«Зачем было заваривать кашу? — думал он. — Зачем забивать миллионы па Дальний? Зачем затолкали в порт-артурскую лужу весь флот? Сидели бы во Владивостоке, а здесь оставили небольшие заслоны». Кондратенко тряхнул головой, засунул в боковой карман приказ Стесселя, на котором делал пометки, и подошел к генералу Фоку.

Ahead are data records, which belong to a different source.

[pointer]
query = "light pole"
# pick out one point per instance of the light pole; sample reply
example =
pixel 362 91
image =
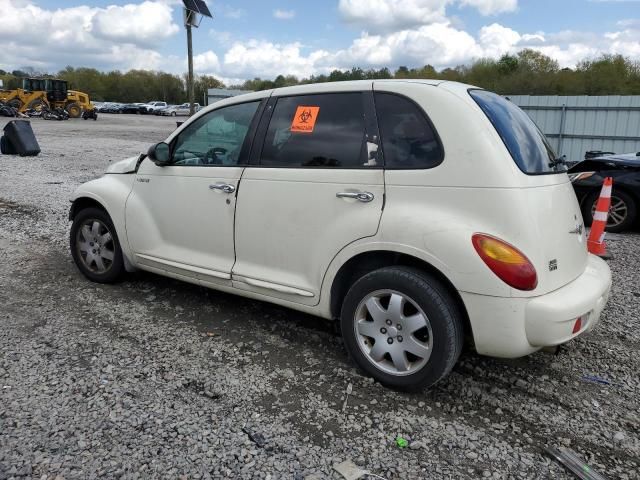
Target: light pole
pixel 194 10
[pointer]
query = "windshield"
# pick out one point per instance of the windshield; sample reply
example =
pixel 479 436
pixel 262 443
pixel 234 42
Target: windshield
pixel 526 143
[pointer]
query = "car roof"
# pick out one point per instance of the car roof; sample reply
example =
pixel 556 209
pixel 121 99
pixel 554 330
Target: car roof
pixel 621 157
pixel 327 87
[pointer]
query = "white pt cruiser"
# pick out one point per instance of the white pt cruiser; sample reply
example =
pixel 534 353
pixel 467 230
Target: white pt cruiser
pixel 414 212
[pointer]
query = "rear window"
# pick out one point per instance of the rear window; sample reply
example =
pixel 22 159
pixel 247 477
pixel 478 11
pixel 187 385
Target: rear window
pixel 526 143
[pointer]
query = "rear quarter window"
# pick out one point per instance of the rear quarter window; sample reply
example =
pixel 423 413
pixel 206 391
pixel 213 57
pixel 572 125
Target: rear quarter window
pixel 409 141
pixel 525 142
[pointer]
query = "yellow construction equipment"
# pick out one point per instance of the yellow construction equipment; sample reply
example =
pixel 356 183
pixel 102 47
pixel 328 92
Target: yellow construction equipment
pixel 37 93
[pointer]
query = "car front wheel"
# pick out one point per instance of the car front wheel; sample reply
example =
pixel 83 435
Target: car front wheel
pixel 402 327
pixel 95 247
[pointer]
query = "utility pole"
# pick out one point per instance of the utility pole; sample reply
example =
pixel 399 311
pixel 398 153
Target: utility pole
pixel 190 92
pixel 194 10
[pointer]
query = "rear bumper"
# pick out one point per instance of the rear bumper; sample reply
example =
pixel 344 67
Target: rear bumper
pixel 513 327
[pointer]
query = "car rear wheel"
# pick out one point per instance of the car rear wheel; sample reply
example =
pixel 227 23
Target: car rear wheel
pixel 402 327
pixel 622 212
pixel 95 247
pixel 15 103
pixel 74 110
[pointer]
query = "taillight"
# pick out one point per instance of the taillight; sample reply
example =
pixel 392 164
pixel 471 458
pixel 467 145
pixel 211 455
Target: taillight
pixel 506 261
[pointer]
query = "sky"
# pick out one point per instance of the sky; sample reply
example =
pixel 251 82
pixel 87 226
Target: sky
pixel 258 38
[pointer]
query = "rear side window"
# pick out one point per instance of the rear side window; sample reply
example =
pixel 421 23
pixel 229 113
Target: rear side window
pixel 408 139
pixel 527 145
pixel 325 130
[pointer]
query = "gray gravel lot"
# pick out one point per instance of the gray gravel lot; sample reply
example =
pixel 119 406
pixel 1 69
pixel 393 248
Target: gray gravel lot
pixel 156 378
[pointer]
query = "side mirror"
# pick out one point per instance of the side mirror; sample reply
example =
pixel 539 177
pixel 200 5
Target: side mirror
pixel 160 153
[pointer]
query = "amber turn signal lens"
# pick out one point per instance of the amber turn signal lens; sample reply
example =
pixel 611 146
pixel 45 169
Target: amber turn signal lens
pixel 506 261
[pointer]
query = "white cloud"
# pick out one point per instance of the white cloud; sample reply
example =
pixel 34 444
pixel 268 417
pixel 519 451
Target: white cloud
pixel 112 37
pixel 496 40
pixel 492 7
pixel 389 15
pixel 206 62
pixel 268 59
pixel 143 23
pixel 284 14
pixel 392 15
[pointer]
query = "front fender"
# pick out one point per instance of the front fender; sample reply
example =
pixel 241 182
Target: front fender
pixel 110 191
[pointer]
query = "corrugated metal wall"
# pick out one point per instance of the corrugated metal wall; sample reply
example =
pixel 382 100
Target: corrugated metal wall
pixel 575 124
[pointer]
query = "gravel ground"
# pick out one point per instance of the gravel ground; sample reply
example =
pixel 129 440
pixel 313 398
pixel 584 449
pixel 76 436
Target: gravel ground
pixel 156 378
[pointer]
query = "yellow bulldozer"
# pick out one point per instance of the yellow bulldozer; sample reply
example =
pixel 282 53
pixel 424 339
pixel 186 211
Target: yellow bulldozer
pixel 38 93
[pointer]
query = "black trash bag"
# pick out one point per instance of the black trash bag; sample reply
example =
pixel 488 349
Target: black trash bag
pixel 6 146
pixel 20 134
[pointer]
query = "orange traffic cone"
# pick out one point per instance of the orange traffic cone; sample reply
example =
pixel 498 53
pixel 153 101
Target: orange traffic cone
pixel 595 243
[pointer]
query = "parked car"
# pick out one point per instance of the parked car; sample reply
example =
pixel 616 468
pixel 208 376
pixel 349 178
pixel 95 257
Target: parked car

— Нужно отличать трусость от чувства самосохранения, чувства, присущего каждому живому, организму, — горячился Фок. — Без этого чувства все живое погибло бы, но крайность во всем вредна, поэтому природа в противовес ему дала людям чувство любви, а общество выработало понятие о долге. Так называемой храбрый этого не замечает и, вырвавшись из беды, в которую лез без рассуждений, приобретает кличку отчаянного. Всех трусов стоит делить на две категории. Трусы меньшинства под влиянием страха теряют способность мыслить; они не могут отдать отчета в собственных действиях. У отдельных личностей этой категории появляется автоматизм первобытного человека, который, владея только дубиной, в случае опасности надеялся на ноги, попросту удирал. К счастью, таких у нас нет. Многие из нижних чинов при охватившем их страхе зачастую проявляют странную деятельность, например, стараются всунуть в затвор сразу несколько патронов или начинают вынимать вещи из своего мешка и снова укладывать. Даже есть такие, которые под влиянием опасности как бы онемевают, падают и стараются влезть в землю, усиленно работая коленками.
— Эк, хватил! — поморщился Кондратенко. Остальные слушатели переглянулись.
— Но это продолжается недолго. Вдруг кто-нибудь крикнет: «А я испугался». И захохочет. Смотришь, приходят все в себя и начинают работу при новой обстановке, причем совершенно спокойно и разумно, как и до появления опасности. Я лично поддавался такому же страху, как и все, но затем тотчас приходила мысль— не заметил ли кто мой страх? Смотрю на окружающих, вижу — никто не заметил. Меня обыкновенно поражало удивительное спокойствие и простота всех окружающих меня нижних чинов. Как я ни старался быть спокойным, но я чувствовал, что мне до их спокойствия далеко. Господа офицеры более чувствительны и не так скоро приходят в себя. Но зато между ними есть и такие, которые составляют блестящее исключение. Между нижними чинами таких исключений мне не приходилось видеть. Может быть, это оттого, что из них никто и не думает выделяться. Следовательно, рассчитывать на какое-то особое нравственное влияние, о котором думают многие офицеры, не приходится. Хорошо уж и то, если сам офицер вовремя очухается и примется за выполнение возложенных на него создавшейся обстановкой задач. Это крепко нужно запомнить господам офицерам.